Другой государственный деятель, вызвавший во мне чувство глубокого уважения и даже дружбы, был Хосейн Ала. По темпераменту, культуре и образованию между ним и Размарой не было никакого сходства. Но и тот и другой почти в равной мере проявляли симпатию к нашей стране. Если бы я исследовал историю рода Хосейна Алы, может быть, я сумел бы установить его кровное родство с нами. С одной стороны, он был зятем аристократа из так называемых «черноглазых», и его теща говорила на азербайджанском языке. Я полагаю, что и Хосейн Ала знал этот язык. Помнится мне, как во время наших интимных и искренних бесед он часто шутил со мной: «Мне от души хочется все время называть вас вместо Караосманоглу Акираноглу [102]
. Вы кажетесь мне таким близким». Сказал он эту фразу по-французски, а слова «Караосманоглу» и «Акираноглу» произнес с чисто тюркским акцентом. Я даже с трудом удержался, чтобы не ответить ему по-турецки.Однако, как и многие иранцы, знавшие тюркские языки, Хосейн Ала находил азербайджанское произношение по сравнению со стамбульским очень грубым. Вероятно, поэтому он избегал говорить с нами на тюркском языке и всегда предпочитал французский или английский. Несмотря на это, я никогда не чувствовал к нему отчужденности. Своей манерой одеваться, обхождением и воспитанием Хосейн Ала напоминал мне сановников Османской империи периода танзимата [103]

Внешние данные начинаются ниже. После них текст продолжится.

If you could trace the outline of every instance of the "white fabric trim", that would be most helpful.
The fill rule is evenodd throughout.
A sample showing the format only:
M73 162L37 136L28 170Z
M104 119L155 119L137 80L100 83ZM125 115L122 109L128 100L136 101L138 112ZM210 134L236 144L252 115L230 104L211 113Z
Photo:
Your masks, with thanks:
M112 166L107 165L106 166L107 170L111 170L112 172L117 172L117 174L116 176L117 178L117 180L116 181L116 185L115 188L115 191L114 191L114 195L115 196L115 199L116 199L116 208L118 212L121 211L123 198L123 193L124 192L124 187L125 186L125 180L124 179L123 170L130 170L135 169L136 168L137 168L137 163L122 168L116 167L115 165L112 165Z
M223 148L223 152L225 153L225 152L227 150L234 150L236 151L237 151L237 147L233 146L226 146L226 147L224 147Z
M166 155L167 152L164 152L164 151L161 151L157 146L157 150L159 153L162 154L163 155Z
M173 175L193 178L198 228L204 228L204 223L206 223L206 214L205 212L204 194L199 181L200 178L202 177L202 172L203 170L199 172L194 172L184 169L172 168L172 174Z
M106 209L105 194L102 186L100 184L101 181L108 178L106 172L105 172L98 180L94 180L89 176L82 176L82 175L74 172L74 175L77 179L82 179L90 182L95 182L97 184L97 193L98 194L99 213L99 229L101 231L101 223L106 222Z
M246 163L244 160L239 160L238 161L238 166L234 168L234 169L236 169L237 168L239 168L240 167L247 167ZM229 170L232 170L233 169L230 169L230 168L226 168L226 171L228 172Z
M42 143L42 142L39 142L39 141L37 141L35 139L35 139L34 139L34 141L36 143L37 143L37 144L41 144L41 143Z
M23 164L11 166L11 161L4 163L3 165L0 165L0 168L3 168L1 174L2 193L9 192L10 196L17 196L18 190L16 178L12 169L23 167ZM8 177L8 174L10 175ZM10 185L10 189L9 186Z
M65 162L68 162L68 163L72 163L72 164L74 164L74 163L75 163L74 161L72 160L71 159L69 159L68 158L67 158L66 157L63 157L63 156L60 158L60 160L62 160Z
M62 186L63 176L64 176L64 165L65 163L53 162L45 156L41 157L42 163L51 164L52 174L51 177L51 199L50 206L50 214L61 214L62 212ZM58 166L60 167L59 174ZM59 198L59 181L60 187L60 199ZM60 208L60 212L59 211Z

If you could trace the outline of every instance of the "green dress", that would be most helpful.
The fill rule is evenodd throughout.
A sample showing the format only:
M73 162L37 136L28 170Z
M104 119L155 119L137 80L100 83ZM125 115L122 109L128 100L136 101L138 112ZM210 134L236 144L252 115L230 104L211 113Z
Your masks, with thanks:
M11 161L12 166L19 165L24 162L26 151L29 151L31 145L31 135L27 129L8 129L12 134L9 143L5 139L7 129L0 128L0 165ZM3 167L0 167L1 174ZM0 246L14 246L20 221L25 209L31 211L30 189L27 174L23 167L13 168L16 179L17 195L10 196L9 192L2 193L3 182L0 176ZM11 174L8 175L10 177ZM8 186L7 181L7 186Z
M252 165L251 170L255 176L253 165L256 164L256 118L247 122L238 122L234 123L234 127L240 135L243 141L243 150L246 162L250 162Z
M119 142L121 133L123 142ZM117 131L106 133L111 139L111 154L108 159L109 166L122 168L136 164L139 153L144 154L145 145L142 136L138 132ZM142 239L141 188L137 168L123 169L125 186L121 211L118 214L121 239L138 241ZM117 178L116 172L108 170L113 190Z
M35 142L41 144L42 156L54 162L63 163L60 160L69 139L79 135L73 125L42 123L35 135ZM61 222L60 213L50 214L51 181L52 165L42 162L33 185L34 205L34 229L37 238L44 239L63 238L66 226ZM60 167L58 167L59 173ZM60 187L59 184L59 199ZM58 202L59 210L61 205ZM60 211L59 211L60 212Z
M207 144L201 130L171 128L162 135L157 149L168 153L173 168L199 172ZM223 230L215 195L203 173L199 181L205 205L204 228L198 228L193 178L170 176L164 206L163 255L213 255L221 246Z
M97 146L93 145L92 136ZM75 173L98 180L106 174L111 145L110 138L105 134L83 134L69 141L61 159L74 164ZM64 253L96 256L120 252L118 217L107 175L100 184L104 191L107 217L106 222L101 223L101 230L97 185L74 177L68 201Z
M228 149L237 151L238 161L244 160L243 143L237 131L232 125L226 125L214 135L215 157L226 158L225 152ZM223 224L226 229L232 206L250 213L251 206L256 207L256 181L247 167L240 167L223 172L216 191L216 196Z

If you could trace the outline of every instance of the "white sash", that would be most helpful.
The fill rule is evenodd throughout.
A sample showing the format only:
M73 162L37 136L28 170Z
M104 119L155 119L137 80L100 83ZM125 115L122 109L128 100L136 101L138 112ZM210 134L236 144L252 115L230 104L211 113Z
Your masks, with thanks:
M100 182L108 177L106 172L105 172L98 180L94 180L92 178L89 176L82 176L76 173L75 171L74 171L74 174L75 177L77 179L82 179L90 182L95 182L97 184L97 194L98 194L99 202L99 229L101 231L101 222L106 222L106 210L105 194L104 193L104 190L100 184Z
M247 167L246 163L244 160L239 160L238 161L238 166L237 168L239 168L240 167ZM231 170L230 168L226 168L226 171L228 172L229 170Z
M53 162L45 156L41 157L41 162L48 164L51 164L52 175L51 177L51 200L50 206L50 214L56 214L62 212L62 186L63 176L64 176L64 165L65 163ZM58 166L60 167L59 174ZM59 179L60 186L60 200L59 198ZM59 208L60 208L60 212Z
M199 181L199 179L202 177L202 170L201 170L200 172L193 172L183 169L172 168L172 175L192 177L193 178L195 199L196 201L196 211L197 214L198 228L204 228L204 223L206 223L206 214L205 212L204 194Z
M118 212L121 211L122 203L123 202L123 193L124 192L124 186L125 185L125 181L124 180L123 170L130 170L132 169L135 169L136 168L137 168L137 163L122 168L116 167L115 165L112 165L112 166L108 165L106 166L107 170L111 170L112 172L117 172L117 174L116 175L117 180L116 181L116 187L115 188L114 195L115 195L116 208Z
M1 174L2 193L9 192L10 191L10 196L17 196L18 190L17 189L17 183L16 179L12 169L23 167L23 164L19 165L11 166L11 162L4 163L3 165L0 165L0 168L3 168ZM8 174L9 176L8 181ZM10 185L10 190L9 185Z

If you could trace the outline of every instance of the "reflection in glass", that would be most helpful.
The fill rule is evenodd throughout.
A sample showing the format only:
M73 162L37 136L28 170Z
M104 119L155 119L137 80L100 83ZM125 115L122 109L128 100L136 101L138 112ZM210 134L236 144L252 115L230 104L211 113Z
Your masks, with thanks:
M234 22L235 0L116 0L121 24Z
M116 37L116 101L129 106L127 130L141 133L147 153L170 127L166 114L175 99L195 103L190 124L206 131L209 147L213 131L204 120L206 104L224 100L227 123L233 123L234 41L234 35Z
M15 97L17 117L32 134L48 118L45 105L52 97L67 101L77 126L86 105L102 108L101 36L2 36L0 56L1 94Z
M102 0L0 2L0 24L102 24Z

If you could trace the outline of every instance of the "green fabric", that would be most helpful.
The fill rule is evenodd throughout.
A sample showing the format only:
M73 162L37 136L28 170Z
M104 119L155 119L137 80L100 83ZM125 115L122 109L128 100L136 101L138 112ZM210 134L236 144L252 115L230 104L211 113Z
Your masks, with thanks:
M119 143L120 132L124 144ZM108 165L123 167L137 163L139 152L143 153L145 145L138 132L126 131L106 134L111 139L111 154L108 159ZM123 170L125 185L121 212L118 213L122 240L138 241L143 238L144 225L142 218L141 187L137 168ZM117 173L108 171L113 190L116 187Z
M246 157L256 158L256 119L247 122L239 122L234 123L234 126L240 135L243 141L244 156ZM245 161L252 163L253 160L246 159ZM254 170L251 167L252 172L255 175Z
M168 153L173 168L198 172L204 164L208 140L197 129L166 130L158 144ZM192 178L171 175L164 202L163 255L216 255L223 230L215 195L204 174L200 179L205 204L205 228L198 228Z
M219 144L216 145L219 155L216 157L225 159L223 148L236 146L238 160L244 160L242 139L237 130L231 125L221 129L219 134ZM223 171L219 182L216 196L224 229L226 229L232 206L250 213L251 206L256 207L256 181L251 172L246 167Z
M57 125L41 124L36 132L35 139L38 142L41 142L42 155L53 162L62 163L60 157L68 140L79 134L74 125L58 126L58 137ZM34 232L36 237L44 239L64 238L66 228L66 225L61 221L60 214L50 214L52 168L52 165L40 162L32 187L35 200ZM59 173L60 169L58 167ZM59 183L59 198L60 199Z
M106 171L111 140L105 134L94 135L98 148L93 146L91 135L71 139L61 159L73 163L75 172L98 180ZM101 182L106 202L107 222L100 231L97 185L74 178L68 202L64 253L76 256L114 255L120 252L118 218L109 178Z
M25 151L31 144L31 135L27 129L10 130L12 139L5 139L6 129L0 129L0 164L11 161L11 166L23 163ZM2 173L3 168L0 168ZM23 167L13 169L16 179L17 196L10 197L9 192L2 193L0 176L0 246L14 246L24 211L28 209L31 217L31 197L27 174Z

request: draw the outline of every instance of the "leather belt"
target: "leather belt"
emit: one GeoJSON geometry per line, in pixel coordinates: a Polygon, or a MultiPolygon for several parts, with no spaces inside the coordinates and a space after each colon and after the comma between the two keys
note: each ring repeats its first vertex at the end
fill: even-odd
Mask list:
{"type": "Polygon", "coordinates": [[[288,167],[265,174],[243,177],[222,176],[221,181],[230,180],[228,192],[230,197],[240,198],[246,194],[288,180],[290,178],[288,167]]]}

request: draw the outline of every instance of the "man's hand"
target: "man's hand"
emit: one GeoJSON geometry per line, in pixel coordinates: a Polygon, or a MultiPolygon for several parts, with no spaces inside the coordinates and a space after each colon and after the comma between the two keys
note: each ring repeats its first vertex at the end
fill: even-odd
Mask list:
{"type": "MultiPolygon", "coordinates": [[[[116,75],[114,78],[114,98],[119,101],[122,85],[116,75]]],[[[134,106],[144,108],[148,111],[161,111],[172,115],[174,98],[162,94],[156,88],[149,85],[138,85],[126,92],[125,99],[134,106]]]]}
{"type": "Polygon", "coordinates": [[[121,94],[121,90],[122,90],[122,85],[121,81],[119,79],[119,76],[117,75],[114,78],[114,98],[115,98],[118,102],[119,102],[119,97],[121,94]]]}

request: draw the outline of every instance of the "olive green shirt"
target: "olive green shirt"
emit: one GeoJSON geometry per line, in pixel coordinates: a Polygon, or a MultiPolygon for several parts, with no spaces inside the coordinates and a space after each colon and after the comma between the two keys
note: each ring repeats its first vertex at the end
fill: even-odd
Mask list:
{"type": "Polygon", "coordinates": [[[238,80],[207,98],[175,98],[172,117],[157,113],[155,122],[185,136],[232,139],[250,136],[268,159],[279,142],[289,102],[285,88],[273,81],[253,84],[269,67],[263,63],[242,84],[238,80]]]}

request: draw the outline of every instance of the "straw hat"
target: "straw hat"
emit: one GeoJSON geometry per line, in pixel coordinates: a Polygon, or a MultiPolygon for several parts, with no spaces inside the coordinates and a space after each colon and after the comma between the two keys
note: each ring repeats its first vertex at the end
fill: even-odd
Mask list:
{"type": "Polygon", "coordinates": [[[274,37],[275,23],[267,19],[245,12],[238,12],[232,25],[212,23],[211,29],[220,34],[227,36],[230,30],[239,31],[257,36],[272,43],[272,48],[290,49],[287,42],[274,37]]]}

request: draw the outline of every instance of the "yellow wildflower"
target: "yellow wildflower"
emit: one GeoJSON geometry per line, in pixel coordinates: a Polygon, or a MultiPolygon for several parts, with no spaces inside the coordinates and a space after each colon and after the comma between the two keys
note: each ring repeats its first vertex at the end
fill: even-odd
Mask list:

. В нем воедино слились лучшие качества представителей Востока и Запада, и он представлял собой образец цивилизованного человека. Правда, как я говорил в начале этой главы, все иранские интеллигенты, усвоившие европейскую культуру, обладали теми же качествами. У Хосейна Алы они проявились особенно ярко.В детском возрасте он уехал в Европу, среднее и лицейское образование получил в одном из самых аристократических колледжей Англии – Итоне. Высшее образование завершил в Сорбонне. А затем большую часть своей жизни Хосейн Ала провел на европейском континенте – то советником посольства, то послом в таких крупных центрах, как Рим и Париж. Хотя он много раз был министром и даже премьер-министром в своей стране, его имя я впервые услышал из Нью-Йорка вместе с именами первоклассных западных дипломатов. В Совете Безопасности Организации Объединенных Наций обсуждался один из самых значительных вопросов, вставших в конце войны, – вопрос об Иранском Азербайджане. В этой горячей дискуссии голос Хосейна Алы громко раздавался в печати и радиопередачах. С тех пор я не слышал, чтобы кто-нибудь из западных или восточных дипломатов так горячо и благородно отстаивал честь своей нации, кто бы обладал таким тактом, как Хосейн Ала. Он говорил на блестящем английском языке, как настоящий европейский государственный деятель, и умел заставить замолчать своих оппонентов, используя искусную логическую аргументацию.